Computational materials science research produces large amounts of static and time-dependent data that is rich in information. Extracting relevant information from these data to determine underlying processes and mechanisms constitutes an important scientific challenge. It is the goal of this project to use and develop physics-based ray-tracing and stereoscopic rendering techniques to visualize the structure of existing and novel materials e.g. for solar-energy harvesting, optoelectronic applications, and focused-ion beam technology. This team will develop codes e.g. based on the open-source ray-tracer Blender/LuxRender and the open-source yt framework to produce image files and movies.
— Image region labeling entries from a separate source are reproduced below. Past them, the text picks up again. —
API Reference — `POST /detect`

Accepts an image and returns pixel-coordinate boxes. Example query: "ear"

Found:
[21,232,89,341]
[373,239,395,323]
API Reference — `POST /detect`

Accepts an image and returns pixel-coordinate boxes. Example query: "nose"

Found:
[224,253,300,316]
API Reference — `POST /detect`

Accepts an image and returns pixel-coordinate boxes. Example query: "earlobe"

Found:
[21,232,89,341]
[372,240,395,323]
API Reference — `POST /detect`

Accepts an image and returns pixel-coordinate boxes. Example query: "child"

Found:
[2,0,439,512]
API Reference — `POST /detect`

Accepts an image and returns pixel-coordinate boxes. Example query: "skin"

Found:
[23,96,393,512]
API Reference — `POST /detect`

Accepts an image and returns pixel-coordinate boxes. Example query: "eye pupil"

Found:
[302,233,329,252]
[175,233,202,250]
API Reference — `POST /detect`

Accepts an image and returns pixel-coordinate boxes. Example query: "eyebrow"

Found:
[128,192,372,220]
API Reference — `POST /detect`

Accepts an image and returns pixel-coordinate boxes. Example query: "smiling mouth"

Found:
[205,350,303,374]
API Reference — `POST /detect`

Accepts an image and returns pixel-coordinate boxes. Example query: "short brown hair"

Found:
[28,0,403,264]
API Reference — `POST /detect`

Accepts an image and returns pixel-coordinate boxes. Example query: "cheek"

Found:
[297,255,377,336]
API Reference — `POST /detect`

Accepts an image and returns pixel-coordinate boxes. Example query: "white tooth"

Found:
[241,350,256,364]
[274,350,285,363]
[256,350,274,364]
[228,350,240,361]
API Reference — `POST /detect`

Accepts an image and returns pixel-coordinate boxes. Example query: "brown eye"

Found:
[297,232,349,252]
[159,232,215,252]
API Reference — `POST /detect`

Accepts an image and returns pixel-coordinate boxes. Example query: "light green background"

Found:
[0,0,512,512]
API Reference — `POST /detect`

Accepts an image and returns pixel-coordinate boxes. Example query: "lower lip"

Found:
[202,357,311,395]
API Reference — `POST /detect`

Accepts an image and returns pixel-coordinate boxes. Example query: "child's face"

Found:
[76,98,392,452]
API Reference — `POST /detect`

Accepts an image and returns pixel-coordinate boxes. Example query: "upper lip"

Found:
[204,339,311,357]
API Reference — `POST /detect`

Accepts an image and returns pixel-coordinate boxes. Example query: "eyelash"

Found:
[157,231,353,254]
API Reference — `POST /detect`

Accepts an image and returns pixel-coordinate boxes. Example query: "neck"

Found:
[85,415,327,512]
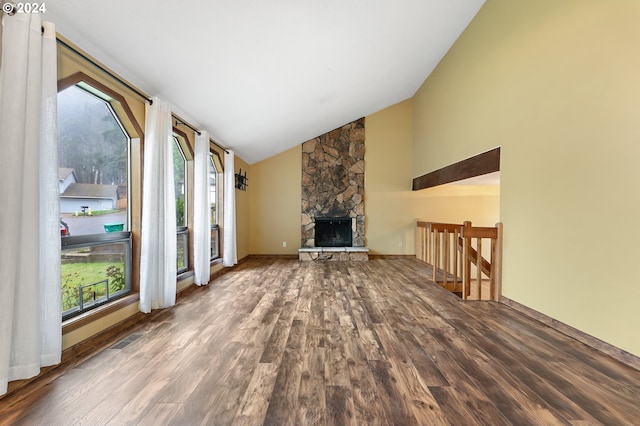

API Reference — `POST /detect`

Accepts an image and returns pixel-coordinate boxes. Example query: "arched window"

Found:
[173,134,189,274]
[209,154,220,260]
[58,81,138,318]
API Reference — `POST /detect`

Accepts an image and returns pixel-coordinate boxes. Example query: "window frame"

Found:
[172,130,193,276]
[209,147,224,262]
[58,71,144,322]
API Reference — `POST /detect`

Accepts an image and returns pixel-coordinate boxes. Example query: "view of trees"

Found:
[58,86,128,185]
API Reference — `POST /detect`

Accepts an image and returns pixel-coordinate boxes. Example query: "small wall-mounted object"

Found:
[236,169,249,191]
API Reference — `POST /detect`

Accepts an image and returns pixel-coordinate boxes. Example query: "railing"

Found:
[416,220,502,300]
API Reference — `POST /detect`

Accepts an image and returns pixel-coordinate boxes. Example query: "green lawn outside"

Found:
[62,262,125,312]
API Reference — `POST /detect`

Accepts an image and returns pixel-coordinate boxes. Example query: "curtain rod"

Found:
[171,113,229,154]
[55,35,229,154]
[56,37,153,105]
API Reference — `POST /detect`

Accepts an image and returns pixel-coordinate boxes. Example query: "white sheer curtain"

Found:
[193,131,211,285]
[0,14,62,394]
[222,149,238,266]
[140,97,177,313]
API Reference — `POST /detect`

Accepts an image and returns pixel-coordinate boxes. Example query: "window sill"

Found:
[62,293,140,335]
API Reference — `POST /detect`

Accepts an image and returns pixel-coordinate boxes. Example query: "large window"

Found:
[173,136,189,274]
[58,83,131,318]
[209,155,220,260]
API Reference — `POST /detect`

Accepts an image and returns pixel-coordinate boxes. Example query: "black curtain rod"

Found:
[56,37,153,105]
[171,114,229,154]
[57,35,229,154]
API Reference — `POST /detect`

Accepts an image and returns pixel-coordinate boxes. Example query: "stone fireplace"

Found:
[315,217,353,247]
[300,118,368,260]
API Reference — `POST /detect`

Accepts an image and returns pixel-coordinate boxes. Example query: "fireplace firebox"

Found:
[315,217,353,247]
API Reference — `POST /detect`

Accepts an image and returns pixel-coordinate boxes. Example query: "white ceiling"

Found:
[44,0,484,164]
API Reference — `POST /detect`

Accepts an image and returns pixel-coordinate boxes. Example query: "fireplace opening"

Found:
[315,217,353,247]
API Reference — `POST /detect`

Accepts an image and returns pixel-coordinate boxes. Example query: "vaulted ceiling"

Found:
[44,0,484,164]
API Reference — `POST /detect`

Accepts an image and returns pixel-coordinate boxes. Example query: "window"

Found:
[209,155,220,260]
[173,136,189,274]
[58,82,131,319]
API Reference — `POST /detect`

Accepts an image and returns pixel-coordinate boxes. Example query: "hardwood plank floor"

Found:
[0,257,640,426]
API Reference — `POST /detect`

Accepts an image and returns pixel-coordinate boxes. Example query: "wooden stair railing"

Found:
[416,220,502,300]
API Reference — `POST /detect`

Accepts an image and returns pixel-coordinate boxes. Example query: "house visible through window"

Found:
[58,83,131,318]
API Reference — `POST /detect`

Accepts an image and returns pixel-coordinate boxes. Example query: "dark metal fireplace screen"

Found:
[315,217,353,247]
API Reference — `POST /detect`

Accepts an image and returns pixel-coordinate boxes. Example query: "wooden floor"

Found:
[0,258,640,426]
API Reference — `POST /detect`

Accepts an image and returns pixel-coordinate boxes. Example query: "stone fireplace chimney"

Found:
[301,118,365,248]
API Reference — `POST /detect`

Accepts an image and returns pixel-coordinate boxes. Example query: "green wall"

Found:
[413,0,640,355]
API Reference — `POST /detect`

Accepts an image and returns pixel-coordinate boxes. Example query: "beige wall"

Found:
[247,145,302,255]
[413,0,640,355]
[365,100,500,255]
[234,157,253,260]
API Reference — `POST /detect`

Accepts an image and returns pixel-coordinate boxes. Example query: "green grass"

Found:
[62,262,124,312]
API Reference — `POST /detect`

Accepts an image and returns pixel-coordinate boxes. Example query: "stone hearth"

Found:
[300,118,368,253]
[298,247,369,261]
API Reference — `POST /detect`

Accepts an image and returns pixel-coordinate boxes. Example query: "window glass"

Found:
[209,155,218,225]
[173,136,187,227]
[209,155,220,260]
[58,86,129,236]
[58,83,131,319]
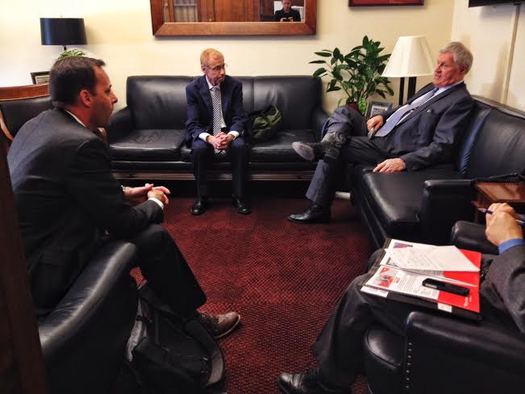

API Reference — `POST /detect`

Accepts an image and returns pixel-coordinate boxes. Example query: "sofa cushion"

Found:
[353,165,460,237]
[126,75,193,130]
[250,130,315,162]
[0,96,53,137]
[110,129,184,161]
[363,326,405,394]
[467,108,525,178]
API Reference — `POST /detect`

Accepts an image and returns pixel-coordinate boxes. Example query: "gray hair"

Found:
[439,41,473,74]
[200,48,224,66]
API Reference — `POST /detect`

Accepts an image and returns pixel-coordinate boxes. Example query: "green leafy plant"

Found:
[57,48,86,60]
[310,36,394,114]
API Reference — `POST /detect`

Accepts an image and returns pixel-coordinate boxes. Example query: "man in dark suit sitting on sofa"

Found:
[288,42,474,223]
[186,48,250,219]
[278,204,525,394]
[8,57,240,337]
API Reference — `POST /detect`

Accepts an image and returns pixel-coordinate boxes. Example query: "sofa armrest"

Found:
[312,108,328,141]
[39,241,137,393]
[403,312,525,394]
[108,107,134,143]
[450,220,498,254]
[419,179,475,244]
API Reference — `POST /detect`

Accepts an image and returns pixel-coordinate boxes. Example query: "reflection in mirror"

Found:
[150,0,317,36]
[166,0,304,22]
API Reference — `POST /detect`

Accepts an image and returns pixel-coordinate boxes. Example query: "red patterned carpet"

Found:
[160,192,372,394]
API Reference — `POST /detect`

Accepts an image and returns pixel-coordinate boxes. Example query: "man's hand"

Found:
[122,183,170,205]
[148,186,170,205]
[374,157,407,172]
[206,131,233,150]
[485,203,523,246]
[366,115,385,137]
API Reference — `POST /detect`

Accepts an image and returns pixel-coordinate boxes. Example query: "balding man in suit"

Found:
[186,48,251,215]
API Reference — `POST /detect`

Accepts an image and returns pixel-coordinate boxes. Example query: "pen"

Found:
[423,278,469,297]
[478,208,525,226]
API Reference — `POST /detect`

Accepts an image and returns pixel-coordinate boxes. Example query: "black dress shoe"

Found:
[277,369,350,394]
[233,197,252,215]
[198,312,241,339]
[191,198,208,215]
[288,204,330,223]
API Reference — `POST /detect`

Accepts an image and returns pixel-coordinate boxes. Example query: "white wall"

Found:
[452,0,525,110]
[0,0,453,109]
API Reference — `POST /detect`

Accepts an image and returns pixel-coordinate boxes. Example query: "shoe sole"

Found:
[292,141,315,161]
[214,315,241,339]
[288,216,331,224]
[277,379,294,394]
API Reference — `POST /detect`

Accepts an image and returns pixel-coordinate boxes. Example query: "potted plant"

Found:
[310,36,394,114]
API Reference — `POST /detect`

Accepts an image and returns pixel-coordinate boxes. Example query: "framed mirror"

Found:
[150,0,317,37]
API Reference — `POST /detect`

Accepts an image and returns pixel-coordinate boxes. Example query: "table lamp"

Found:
[383,36,434,105]
[40,18,87,51]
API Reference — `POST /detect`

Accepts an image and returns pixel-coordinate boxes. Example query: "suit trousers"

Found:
[130,224,206,316]
[306,136,389,208]
[306,107,389,208]
[191,136,250,199]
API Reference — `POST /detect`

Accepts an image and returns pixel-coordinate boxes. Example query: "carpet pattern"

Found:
[162,198,372,394]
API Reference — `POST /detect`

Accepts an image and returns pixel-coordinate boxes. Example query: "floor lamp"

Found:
[383,36,434,105]
[40,18,87,51]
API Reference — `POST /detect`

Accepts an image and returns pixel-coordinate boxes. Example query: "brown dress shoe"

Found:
[277,369,351,394]
[198,312,241,339]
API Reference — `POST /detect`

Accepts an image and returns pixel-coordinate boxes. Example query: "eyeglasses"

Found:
[205,64,228,71]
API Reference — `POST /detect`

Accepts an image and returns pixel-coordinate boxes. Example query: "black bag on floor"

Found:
[128,286,224,394]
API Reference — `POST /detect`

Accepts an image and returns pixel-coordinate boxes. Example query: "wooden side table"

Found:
[472,182,525,222]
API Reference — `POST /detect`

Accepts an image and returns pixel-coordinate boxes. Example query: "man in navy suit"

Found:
[288,42,474,223]
[186,48,251,215]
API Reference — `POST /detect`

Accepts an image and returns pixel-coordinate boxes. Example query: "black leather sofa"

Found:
[349,97,525,247]
[108,76,327,180]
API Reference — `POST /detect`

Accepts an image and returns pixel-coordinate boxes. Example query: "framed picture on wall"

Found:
[366,101,392,118]
[348,0,424,7]
[31,71,49,85]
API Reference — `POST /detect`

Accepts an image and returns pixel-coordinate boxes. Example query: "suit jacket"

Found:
[8,109,163,314]
[374,82,474,171]
[186,75,246,144]
[480,245,525,333]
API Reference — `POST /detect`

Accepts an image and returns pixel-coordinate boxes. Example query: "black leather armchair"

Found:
[363,223,525,394]
[39,241,137,394]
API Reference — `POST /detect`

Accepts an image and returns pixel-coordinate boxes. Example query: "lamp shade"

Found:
[383,36,434,78]
[40,18,87,46]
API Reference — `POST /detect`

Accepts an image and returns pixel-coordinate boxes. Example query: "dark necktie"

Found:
[211,86,222,135]
[374,88,438,137]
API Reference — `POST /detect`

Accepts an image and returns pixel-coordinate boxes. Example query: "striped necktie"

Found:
[211,86,222,135]
[374,88,438,137]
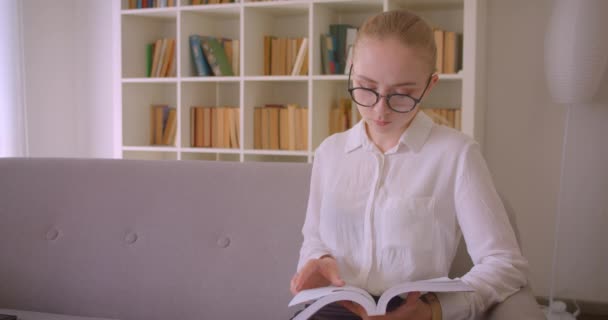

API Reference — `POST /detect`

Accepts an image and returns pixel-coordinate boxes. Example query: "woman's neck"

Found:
[364,110,416,153]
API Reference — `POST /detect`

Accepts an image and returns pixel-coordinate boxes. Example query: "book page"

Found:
[289,287,376,320]
[376,277,473,315]
[288,286,371,307]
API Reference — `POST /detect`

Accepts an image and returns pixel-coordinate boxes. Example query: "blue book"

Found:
[189,34,213,77]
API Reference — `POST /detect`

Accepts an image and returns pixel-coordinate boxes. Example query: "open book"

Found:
[289,277,473,320]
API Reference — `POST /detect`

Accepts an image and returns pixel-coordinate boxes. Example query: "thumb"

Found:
[325,266,346,287]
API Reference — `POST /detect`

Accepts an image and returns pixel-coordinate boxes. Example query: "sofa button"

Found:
[217,237,230,248]
[46,228,59,241]
[125,232,139,244]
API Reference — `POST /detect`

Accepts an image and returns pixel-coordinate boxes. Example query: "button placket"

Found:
[357,152,384,283]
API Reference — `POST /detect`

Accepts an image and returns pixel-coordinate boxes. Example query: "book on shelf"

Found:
[191,0,237,6]
[150,105,177,145]
[253,104,308,151]
[433,28,462,74]
[128,0,175,9]
[188,34,213,77]
[329,98,358,135]
[188,34,240,77]
[263,35,309,76]
[421,108,462,130]
[145,38,176,77]
[201,37,234,76]
[321,34,338,74]
[190,106,240,148]
[288,278,473,320]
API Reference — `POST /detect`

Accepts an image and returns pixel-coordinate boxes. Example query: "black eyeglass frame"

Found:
[348,64,433,113]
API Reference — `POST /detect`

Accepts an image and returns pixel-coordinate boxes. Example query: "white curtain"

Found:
[0,0,28,157]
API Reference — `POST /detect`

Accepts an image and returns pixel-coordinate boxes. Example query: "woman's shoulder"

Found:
[315,127,355,154]
[428,125,477,152]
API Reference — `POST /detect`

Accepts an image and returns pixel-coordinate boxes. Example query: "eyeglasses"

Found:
[348,65,433,113]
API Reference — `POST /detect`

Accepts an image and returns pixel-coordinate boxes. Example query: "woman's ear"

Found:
[425,72,439,95]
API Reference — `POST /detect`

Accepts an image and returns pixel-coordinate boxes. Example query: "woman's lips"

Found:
[374,120,390,127]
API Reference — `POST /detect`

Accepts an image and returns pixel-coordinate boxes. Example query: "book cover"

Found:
[232,39,241,76]
[228,108,239,148]
[154,38,169,77]
[162,108,177,145]
[253,107,262,149]
[260,107,270,150]
[211,107,220,148]
[443,31,458,73]
[270,37,281,76]
[150,39,163,77]
[287,104,299,150]
[264,36,272,76]
[221,107,232,148]
[266,105,281,150]
[289,278,473,320]
[279,108,289,150]
[194,107,205,148]
[297,108,308,150]
[201,37,234,76]
[202,107,213,148]
[159,39,175,77]
[433,29,443,73]
[189,34,212,77]
[291,38,308,76]
[146,43,154,78]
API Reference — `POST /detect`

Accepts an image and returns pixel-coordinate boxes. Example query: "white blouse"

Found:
[298,112,528,320]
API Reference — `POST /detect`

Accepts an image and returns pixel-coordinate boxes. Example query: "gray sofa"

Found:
[0,158,543,320]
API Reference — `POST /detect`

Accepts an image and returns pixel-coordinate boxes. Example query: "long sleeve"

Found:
[438,143,528,320]
[298,150,330,270]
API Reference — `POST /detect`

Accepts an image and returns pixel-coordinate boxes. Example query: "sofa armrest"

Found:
[485,287,546,320]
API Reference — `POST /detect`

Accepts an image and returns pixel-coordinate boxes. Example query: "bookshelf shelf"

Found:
[122,78,177,83]
[113,0,486,162]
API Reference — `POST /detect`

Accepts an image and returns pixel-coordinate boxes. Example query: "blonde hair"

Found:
[353,10,437,72]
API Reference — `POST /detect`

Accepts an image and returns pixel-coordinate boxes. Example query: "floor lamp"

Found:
[544,0,608,320]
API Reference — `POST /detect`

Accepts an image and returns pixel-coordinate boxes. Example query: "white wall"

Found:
[485,0,608,302]
[22,0,114,157]
[0,0,26,157]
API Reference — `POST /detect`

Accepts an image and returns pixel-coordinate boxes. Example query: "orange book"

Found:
[160,39,175,77]
[298,108,308,150]
[253,107,262,149]
[162,108,177,145]
[194,107,205,148]
[433,29,443,73]
[264,36,272,76]
[228,108,239,148]
[287,104,299,150]
[279,108,290,150]
[221,107,232,148]
[150,39,163,77]
[260,107,270,150]
[266,105,281,150]
[190,107,196,147]
[154,106,166,144]
[270,38,281,76]
[211,107,220,148]
[201,107,213,148]
[443,31,458,73]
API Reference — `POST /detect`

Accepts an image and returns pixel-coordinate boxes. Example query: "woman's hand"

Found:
[290,256,344,294]
[340,292,433,320]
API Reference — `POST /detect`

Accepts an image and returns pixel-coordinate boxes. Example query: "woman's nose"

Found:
[374,96,391,114]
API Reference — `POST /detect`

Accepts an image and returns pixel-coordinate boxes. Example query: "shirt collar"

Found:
[344,110,433,153]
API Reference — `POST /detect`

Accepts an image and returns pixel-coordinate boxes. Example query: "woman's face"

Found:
[352,38,438,139]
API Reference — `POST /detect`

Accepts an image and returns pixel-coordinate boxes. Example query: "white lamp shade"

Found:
[545,0,608,105]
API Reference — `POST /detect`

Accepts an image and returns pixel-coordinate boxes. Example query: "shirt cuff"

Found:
[435,292,471,320]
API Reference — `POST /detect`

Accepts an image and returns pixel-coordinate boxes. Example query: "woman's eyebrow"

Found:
[355,74,418,88]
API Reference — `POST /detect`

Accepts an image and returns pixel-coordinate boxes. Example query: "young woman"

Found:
[291,11,527,320]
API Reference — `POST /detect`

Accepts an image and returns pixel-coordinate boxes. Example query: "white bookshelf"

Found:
[114,0,485,162]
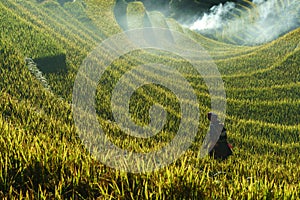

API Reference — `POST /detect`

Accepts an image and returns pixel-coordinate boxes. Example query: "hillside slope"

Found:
[0,0,300,199]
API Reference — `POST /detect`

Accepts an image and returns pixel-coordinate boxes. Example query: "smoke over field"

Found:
[189,0,300,45]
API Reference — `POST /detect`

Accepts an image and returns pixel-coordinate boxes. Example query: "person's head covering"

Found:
[207,112,218,121]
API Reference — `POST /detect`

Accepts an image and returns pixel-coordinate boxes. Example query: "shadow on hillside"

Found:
[33,54,67,73]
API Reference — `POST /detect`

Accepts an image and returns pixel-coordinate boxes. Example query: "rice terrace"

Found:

Stereoscopic images will be visualized using virtual-reality viewers such as Google Cardboard, Oculus Rift, or HTC Vive. Preliminary implementations exist and within this project the team will develop GPU-based visualization codes to enable high-throughput rendering of large data sets.

In order to develop nanocrystals that are able to distinguish diseased from healthy tissue and determine how the complex genetics underlying cancer respond to therapy, we need to understand a complex design space. Experiment and theory provide insight into size, shape, composition, and internal structure of different nanocrystals. Students in this team will work with computational and experimental researchers in several departments in order to establish a database to store, share, and catalog optical properties and other relevant data describing semiconductor nanocrystals. This requires developing schemas and analysis workflows that can be efficiently shared between multiple researchers. Students will first identify all information that will need to be included in this catalogue. Students will then write JSON and python code and interface with Globus and the Materials Data Facility. They will create well-documented iPython notebooks that operate directly on the Globus file structure and run in the web browser. Students will also develop code that automatically analyzes data stored in the facility, e.g. to verify and validate experimental and computational results against each other. Eventually, both the data and the workflows will be made available to the general public. This project is highly interdisciplinary and students will work with a team of researchers in bioengineering, materials science, mechanical engineering, and NCSA.

skills desired: writing json, xml, or any data-interchange formats; programming in python; collaborative skills in teams of computational and experimental researchers

Contact Andre Schleife

NCSA SPIN mentor Sever Tipei

The project involves algorithmic composition and digital sound synthesis using a software package developed at the University of Illinois Computer Music Project and Argonne National Laboratory. It is an ongoing project using stochastic distributions, elements of Graph Theory and Information Theory and requiring C++ programming skills and possibly Graphic User Interface building.